Tenía 37 años y resolvió salir adelante. Ponerse de pié en todo el sentido de la palabra. Dar batalla. Empezó a entrenar. A hacer fierros, gimnasia de todo tipo. Tenía las piernas flaquitas de un grillo, los brazos musculosos como un toro y un corazón de acero. El deporte le empezó a multiplicar la esperanza. Le dio alegría, ganas de competir y de superarse. Le abrió un camino y un futuro. Le puso motor a su pasión. Hay una foto en la que se lo vé clavando sus muletas o bastones en la arena y pone su cuerpo en forma paralela al piso. Una ostentación de poderosos bíceps y abdominales. Hizo de todo. Básquet, natación, equitación y tenis hasta que un día se subió a una bicicleta adaptada y encontró el movimiento autónomo. Podía desplazarse a donde quisiera por sus propios medios. Es una bici que se impulsa con las manos. El va sentado, sus pies están quietos y apoyados y pedalea con las manos, por decirlo de alguna manera. Y las cosas cambiaron.

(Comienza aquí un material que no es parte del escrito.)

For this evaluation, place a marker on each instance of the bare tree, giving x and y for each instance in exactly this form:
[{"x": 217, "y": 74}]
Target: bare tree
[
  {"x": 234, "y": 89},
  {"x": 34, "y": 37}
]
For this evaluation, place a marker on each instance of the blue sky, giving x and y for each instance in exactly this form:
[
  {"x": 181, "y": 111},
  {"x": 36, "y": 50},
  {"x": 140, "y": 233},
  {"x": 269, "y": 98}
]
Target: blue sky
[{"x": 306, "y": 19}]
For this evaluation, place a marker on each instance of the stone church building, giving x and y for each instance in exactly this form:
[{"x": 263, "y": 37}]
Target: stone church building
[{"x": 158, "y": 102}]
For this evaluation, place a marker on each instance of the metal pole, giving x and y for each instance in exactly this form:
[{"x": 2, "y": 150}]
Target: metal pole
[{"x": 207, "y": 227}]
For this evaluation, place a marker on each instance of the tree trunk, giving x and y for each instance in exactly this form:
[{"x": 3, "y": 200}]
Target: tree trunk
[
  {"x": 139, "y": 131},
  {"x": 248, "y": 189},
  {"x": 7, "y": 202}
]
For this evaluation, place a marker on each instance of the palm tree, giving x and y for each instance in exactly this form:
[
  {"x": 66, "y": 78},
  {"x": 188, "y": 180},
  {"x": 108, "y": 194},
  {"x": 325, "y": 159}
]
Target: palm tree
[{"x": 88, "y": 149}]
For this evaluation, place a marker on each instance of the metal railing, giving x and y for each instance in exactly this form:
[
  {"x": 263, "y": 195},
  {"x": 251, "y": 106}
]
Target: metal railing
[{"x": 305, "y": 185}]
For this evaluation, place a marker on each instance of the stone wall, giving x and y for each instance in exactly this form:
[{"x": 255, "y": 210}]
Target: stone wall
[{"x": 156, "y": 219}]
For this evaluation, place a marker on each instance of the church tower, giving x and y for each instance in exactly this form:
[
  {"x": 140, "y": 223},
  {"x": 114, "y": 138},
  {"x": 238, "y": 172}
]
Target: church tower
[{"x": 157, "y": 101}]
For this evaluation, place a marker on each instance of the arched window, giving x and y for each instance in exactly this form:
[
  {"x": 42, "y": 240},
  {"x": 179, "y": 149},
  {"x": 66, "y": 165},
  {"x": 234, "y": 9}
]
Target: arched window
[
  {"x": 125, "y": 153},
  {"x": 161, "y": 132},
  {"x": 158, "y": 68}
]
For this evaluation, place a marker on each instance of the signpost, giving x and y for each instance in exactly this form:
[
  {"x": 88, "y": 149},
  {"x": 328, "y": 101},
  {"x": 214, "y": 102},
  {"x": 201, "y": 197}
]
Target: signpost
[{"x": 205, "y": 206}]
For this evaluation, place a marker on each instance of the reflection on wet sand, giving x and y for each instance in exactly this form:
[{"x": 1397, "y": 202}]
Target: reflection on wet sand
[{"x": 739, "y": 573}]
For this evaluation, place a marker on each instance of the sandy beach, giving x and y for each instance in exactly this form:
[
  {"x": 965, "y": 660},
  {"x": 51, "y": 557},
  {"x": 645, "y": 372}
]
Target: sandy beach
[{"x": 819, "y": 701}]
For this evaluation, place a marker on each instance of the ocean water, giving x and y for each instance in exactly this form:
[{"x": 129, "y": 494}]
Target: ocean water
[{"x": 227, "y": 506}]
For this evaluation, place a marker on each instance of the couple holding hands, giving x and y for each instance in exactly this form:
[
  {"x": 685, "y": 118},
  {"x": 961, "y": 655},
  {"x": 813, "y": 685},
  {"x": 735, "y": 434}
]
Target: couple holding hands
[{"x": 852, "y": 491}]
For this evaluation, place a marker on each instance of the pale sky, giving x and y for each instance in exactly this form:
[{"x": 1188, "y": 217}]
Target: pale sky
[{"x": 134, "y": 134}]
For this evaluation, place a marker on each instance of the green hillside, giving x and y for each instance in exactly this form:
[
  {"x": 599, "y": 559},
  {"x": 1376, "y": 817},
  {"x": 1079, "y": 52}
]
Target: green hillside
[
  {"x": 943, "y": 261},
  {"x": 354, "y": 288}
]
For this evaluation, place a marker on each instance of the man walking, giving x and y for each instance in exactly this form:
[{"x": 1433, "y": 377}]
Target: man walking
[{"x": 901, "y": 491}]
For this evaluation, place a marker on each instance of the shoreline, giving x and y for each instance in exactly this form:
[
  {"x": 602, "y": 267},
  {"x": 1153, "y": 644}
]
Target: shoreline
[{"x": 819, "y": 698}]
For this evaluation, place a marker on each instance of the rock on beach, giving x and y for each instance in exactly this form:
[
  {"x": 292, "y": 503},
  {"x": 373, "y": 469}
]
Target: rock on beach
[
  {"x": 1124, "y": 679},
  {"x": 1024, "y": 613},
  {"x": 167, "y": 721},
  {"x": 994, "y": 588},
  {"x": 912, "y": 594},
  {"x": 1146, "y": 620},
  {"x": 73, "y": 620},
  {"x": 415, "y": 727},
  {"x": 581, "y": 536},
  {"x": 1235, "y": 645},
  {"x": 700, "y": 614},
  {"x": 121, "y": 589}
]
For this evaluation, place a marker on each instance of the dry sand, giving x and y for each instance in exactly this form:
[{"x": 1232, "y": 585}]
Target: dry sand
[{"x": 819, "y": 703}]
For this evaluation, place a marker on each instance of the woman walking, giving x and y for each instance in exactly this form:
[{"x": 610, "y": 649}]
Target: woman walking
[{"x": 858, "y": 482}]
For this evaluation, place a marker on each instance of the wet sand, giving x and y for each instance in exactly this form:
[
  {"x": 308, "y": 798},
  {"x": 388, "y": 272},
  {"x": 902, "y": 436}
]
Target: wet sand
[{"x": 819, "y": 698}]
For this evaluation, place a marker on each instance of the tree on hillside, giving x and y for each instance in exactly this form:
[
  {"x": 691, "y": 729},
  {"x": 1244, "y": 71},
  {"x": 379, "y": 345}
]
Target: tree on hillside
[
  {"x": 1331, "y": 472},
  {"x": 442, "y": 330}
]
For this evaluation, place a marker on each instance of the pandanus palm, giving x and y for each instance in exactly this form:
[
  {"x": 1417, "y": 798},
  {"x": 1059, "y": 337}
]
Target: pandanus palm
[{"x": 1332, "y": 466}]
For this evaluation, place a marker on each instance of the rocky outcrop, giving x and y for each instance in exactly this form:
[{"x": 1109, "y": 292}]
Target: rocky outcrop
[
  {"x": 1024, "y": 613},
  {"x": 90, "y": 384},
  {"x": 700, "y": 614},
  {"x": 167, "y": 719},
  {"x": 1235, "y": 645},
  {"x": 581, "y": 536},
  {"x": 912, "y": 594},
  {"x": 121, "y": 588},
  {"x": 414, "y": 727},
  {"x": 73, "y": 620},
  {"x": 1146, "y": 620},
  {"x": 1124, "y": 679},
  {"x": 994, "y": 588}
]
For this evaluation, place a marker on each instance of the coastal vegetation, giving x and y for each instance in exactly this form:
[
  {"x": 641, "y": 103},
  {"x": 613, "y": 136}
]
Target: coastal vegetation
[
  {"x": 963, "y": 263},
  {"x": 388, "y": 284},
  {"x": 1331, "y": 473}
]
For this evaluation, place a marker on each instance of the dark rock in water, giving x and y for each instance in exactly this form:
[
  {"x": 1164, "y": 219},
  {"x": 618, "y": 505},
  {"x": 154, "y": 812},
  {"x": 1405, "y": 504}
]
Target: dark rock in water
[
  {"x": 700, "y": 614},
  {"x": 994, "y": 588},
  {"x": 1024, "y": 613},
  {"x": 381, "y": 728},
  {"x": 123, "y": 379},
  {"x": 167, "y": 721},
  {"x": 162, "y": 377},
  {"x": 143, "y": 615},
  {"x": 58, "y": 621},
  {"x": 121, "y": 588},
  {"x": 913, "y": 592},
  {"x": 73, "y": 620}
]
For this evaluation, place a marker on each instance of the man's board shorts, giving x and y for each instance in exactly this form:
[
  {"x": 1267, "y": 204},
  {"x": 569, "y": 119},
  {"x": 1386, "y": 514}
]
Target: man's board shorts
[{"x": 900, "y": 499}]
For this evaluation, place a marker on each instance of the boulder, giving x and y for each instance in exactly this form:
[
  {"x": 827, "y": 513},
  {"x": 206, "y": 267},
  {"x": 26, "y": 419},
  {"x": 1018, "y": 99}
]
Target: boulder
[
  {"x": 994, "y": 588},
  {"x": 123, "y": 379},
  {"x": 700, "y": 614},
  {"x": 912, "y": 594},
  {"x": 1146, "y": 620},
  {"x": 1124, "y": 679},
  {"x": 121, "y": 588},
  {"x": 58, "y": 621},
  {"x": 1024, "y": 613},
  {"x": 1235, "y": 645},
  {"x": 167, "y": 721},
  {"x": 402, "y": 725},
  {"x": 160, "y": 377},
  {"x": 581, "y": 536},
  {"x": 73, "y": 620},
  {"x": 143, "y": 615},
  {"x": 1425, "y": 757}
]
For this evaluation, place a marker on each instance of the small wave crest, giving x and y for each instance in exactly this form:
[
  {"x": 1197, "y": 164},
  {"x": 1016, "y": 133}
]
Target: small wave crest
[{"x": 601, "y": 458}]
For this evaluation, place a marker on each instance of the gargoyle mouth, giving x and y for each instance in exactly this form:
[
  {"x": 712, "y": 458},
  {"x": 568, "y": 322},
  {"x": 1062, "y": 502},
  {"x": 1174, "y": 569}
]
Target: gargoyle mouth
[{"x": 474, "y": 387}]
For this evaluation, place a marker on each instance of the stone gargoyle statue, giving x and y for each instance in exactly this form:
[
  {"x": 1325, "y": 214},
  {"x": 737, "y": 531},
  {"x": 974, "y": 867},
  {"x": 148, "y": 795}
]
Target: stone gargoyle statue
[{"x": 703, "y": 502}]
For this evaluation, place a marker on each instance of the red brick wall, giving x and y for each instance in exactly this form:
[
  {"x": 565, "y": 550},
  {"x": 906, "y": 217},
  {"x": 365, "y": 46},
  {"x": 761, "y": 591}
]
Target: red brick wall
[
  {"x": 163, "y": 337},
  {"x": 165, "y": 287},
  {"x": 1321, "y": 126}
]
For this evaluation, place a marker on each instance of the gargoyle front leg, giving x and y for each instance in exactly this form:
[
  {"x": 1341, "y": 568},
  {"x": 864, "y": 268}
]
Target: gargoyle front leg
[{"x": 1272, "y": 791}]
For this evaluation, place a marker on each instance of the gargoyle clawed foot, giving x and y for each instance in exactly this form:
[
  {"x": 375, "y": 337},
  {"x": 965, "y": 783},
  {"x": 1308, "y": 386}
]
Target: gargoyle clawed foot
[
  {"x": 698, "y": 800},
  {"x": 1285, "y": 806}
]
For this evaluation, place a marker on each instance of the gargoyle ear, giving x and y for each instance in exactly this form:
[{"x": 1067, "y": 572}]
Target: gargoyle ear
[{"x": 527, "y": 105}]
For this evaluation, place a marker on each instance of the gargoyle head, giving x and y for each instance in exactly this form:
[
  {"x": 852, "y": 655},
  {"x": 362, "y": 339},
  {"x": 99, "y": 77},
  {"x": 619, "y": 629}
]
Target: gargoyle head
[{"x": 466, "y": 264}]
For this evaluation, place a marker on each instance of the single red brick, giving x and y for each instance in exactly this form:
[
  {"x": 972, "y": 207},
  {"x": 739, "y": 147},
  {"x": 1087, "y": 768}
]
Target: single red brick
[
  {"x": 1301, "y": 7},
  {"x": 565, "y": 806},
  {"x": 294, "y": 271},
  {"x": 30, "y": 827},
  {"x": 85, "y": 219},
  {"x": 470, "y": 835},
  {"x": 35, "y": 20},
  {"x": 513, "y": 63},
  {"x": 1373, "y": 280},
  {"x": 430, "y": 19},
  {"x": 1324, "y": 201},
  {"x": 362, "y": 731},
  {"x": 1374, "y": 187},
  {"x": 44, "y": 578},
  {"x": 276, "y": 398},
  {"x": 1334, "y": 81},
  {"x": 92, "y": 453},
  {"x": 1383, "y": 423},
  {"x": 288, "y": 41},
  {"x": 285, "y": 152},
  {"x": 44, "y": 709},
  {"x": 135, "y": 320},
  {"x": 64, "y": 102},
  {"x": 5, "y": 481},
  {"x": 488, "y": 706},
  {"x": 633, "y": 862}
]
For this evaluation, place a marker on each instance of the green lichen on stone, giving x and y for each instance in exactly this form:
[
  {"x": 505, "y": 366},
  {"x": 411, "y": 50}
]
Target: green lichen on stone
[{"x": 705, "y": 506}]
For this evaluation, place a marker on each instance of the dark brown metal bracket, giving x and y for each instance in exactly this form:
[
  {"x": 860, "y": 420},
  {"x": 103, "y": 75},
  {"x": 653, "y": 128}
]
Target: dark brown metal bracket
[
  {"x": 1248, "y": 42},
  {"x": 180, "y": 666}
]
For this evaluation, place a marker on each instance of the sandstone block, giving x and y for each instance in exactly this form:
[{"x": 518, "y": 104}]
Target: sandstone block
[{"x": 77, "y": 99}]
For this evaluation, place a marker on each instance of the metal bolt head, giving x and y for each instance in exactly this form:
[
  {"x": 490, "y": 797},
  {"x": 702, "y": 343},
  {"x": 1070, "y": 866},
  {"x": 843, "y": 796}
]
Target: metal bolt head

Juan Ignacio fue siempre para adelante. Participó de varias maratones. La de Nueva York que pasa por el Central Park y la de la ciudad de Roma son las más conocidas y las más emocionantes. Pero nunca se quedó quieto. Ya había estado quieto demasiado tiempo. Siempre va por más. Se anotó en un Ironman y dejó a medio mundo con la boca abierta. Nadó casi 2 kilómetros, en bicicleta recorrió 90 kilómetros y cuando estaba exhausto, se subió a una silla de ruedas y completó los 21 kilómetros mientras el resto de los atletas lo hacían corriendo a su lado. Fue una epopeya del cuerpo y de la mente.
Pero eso no le alcanzó a Juan Ignacio. Se propuso ir a la Cordillera y en el Valle de las Lágrimas recordó la Tragedia de los Andes, y los ejemplos de resiliencia que había contado, Carlos Páez Vilaró, uno de los sobrevivientes.
Su última locura fue animarse al Himalaya. Es la cordillera más alta del planeta. La cumbre del monte Everest está a 8.848 metros de altura. El cordón montañoso atraviesa varios países asiáticos como Bután, Nepal, China, India y Pakistán. Y allá fue. El nenito cordobés que había atacado la polio, iba rumbo a la cima de sus sueños. El que tenía paralizado su cuerpo de la cintura para abajo, el de las piernitas de grillo, se preparó como corresponde y pudo escalar. Once días pedaleando con la respiración complicada por la altura. Once días sin bañarse. Once días durmiendo en una carpa en medio del hielo, las piedras, los precipicios y los vientos terribles. Un día se descompensó y le tuvieron que suministrar oxígeno. Pero llegó. Lo logró.
Su cara era la síntesis de la felicidad. La satisfacción del deber cumplido. De la lona, del infierno de la depresión llegó muy cerca del cielo. Lo más cerca del cielo que se puede llegar sin despegar de la tierra.